“Ci piace che Thor sia una sorta di fantasy con elementi fantascientifici e I Guardiani della Galassia un film di fantascienza/avventura, mentre la saga di Iron Man possiede alcune caratteristiche del techno thriller. Capitain America: The Winter Soldier è un thriller politico in stile anni ’70 e Ant-Man è un film incentrato sul colpo grosso”. Kevin Feige, presidente Marvel, ha sintetizzato così l’universo digitale che stanno costruendo da qualche lustro. L’ultimo arrivato è un supereroe minore, edito su carta nel ’62, sul quale è stata riscritta una prima sceneggiatura da Edgar Wright, il regista che uscì dal progetto un anno fa perché non voleva che il suo Ant-Man si legasse ai continui crossover dettati dalla major. Morto un papa se ne fa un altro, così a ritoccare lo script per aprirlo in futuro a nuovi intrecci ci ha pensato, tra gli altri, proprio il protagonista Paul Rudd, mentre la regia è spettata a Peyton Reed, apprezzato in patria per commedie come Yes Man e Abbasso l’amore.

Michael Douglas veste i panni di Hank Pym, vecchio saggio che passa la tuta del testimone a Scott Lang, un ladro con avanzata formazione tecnologica appena uscito di galera. La moglie adesso ha un altro, ma sua figlia continua a stravedere per lui come fosse un eroe. Sarà sufficiente rimpicciolire per recuperare gli affetti ormai distanti? Reed schiaccia l’acceleratore su due emozioni: l’amore familiare e la commedia. Le relazioni in ballo tra padre e figlia non sono soltanto quelle tra Scott e la bambina, ma anche tra lo stesso Pym e sua figlia: una Evangeline Lilly più tosta del previsto. Nella commedia uno come Rudd ci sguazza dai tempi di Anchorman, così l’autoironia sul rimpicciolire supera anche quella oramai d’archivio di Spider-Man. Ma il meglio lo offre grazie agli amici ladruncoli, che come tre marmittoni, capitanati da Michael Peña, lo affiancheranno a suon di sketch nel colpo più difficile. La redenzione di un criminale passa da grandi gesta. E quest’ultimo ingrediente, irrinunciabile per ogni Marvel che si rispetti, entra in gioco su set d’effetti speciali che giocano tra le dimensioni. Tra grande e piccolo, anzi minuscolo. Ovvero tra quella 1:1 e quelle miniaturizzate dove anche una vasca da bagno può diventare un ruvido deserto bianco investito da una valanga d’acqua scatenata dal rubinetto. “Uomo-Formica” non è neanche un nome casuale, vista la sudditanza che imporrà alle varie razze d’insetto presentategli dal mentore Pym. “Fantasia al potere” qui non è un motto ma la normalità, vista anche la distribuzione della Disney.

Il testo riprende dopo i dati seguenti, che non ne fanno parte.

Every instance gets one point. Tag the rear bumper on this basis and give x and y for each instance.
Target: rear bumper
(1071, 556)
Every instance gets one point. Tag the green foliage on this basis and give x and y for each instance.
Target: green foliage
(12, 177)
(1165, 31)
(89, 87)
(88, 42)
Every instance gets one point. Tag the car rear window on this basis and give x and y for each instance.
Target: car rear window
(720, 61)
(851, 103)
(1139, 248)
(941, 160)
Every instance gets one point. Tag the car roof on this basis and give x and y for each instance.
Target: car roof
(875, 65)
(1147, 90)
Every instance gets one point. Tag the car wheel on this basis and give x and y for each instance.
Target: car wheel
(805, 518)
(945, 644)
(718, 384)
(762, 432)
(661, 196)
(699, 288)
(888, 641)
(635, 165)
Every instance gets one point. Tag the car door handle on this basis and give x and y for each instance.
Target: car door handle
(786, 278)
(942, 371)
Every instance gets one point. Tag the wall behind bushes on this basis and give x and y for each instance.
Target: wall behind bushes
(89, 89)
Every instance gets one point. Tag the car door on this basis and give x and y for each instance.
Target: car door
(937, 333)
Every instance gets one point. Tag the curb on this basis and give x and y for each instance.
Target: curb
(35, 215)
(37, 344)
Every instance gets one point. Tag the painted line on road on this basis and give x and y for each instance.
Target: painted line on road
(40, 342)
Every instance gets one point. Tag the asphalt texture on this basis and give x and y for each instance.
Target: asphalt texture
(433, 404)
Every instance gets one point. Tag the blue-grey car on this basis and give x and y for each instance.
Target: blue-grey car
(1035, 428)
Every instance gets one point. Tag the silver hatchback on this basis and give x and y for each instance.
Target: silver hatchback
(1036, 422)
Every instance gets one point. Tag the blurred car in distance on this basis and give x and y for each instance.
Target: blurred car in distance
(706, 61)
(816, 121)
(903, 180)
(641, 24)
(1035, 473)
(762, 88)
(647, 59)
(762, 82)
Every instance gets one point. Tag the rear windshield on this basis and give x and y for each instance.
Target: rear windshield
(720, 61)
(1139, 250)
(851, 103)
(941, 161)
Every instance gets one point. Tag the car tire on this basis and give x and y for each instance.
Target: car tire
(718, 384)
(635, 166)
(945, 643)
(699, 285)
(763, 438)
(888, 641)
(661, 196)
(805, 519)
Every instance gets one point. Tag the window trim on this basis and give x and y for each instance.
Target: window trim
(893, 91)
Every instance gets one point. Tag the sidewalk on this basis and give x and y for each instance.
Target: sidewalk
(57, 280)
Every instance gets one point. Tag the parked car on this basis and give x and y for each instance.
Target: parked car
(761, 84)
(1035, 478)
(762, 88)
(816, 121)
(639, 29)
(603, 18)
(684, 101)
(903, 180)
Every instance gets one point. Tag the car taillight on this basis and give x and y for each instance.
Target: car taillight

Il neo ha invece le sembianze di un cattivo più capriccioso che minaccioso. La scrittura di questo ex-pupillo miliardario di Pym è avara, così l’interpretazione di Corey Stoll risulta scialba e senza appigli che ne spieghino coerentemente le scelte. Ne viene fuori una specie di patetico Lex Luthor dell’ultimo minuto. Peccato. Se il villain fosse stato sceneggiato con più peso e qualità le tensioni drammatiche avrebbero potuto elevare il film a qualcosa d’indimenticabile, ma le stampelle sentimentali di Peyton Reed tengono botta, e la nave è salva. In giro per il mondo ha già incassato 290 milioni di dollari, e in Italia sono 575 le sale prenotate per proiettarlo, in 3D e non. Per gli argomenti affrontati, i toni morbidi e la giocosità innocua della linea comedy, forse si presta ad un pubblico di giovanissimi più dei suoi predecessori in costumone. Un accorgimento per gli spettatori: portate pazienza durante i lunghi titoli di coda. Alla fine vedrete un’altra scena di chiusura in stile Marvel.